You're comparing apples and oranges. You're comparing a community-led effort against a corporate-funded one; you're comparing a good couple of hundred thousand lines of code against tens of thousands; you're comparing a strongly-typed language against a dynamically-typed one; you're comparing a system which is tightly integrated into the Eclipse IDE against one which follows the unix ethos to "do one thing and do it well".

you really do need to look at the differences between the GWT infrastructure and the Pyjamas infrastructure. take a look for example at GWT's i18n and l10n internationalisation support: it's _tens_ of thousands of lines of code, and _hundreds_ of files, supporting over one hundred individual languages, each with number formats, date formats and so on. pyjamas internationalisation support: a pattern, comprising about .... 50 lines of code, because in over a year of development, only two people have ever asked about how to do internationalisation of applications.

our focus, as a community effort rather than a google-corporate-full- time-multi-man-team-funded effort, is therefore on the tools and the infrastructure that _we the contributors_ need and enjoy working on, which is a much smaller subset of functionality than "that which 'employees of google' are tasked with".

so, like lovelysystems, who have some amazing python and javascript engineers, you should utilise pyjamas if a) you feel that the use of GWT's infrastructure and libraries is not going to be worth tolerating the pain barrier of java b) you are prepared to dive in to the (very compact and readable) pyjamas libraries if the code doesn't do what you need, and to contribute.

How can i "trust" the pyjamas compiler?

There's a simple answer: the regression tests these regression tests actually run under the standard python prompt, so you add a test, run it in standard python, then compile it and test it in the browser.

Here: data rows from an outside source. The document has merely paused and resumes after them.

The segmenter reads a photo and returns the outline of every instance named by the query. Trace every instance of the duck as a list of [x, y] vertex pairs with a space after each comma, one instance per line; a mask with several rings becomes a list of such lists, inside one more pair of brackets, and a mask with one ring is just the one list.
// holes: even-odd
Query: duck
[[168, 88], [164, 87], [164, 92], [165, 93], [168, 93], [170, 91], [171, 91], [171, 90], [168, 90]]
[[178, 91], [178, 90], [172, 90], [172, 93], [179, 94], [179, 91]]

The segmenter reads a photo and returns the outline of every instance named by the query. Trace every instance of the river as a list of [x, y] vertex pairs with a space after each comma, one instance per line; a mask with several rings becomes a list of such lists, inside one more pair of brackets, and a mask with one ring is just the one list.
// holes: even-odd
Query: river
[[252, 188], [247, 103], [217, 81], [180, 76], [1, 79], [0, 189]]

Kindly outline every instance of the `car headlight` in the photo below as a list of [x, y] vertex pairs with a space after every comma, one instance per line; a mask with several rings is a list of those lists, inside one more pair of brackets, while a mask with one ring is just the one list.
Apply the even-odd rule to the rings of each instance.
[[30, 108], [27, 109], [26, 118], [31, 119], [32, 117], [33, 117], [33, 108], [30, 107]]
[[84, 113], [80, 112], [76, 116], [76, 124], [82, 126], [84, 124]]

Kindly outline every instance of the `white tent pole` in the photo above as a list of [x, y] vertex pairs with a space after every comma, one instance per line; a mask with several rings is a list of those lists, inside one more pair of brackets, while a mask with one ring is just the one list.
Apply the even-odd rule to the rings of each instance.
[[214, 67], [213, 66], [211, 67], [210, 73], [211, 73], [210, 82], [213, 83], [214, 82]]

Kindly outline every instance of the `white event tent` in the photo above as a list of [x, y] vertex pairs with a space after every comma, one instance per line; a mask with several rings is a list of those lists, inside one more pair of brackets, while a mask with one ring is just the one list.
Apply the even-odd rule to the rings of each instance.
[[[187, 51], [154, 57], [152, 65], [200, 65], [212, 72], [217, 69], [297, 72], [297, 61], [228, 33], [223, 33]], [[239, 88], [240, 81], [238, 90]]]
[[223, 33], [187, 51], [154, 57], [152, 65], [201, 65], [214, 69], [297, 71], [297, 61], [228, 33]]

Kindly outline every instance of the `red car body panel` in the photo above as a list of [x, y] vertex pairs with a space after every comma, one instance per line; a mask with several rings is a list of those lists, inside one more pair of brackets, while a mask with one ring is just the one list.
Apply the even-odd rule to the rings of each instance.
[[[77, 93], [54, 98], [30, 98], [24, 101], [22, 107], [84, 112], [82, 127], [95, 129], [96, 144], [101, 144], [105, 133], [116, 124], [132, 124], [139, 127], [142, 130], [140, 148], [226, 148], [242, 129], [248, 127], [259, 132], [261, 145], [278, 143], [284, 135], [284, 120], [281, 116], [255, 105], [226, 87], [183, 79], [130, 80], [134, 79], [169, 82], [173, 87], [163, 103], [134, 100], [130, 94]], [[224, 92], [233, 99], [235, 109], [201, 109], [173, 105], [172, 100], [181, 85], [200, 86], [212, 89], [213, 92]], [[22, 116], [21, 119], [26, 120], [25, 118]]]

we are also working to get the regression tests to run under spidermonkey (the mozilla js command-tool), python-spidermonkey (the python bindings to the spidermonkey library) and pyv8 (the python bindings by flier liu - http://code.google.com/p/pyv8 - to the google v8 library).

once _that_ is done, then there is the plan to start running the STANDARD http://python.org regression tests, all 25,000+ of them, through the pyjamas compiler. yes, this is possible. basically, pyjamas becomes a python accelerator, by translating to javascript and using the JIT google v8 engine to execute the resultant code.

Ultimately, though: trust is always given. In other words: it's entirely up to you.

I'm getting memory leaks in IE6 under XP and Win2000

See MS KB974455. Basically: nothing to do with pyjamas. Apply known MS patches.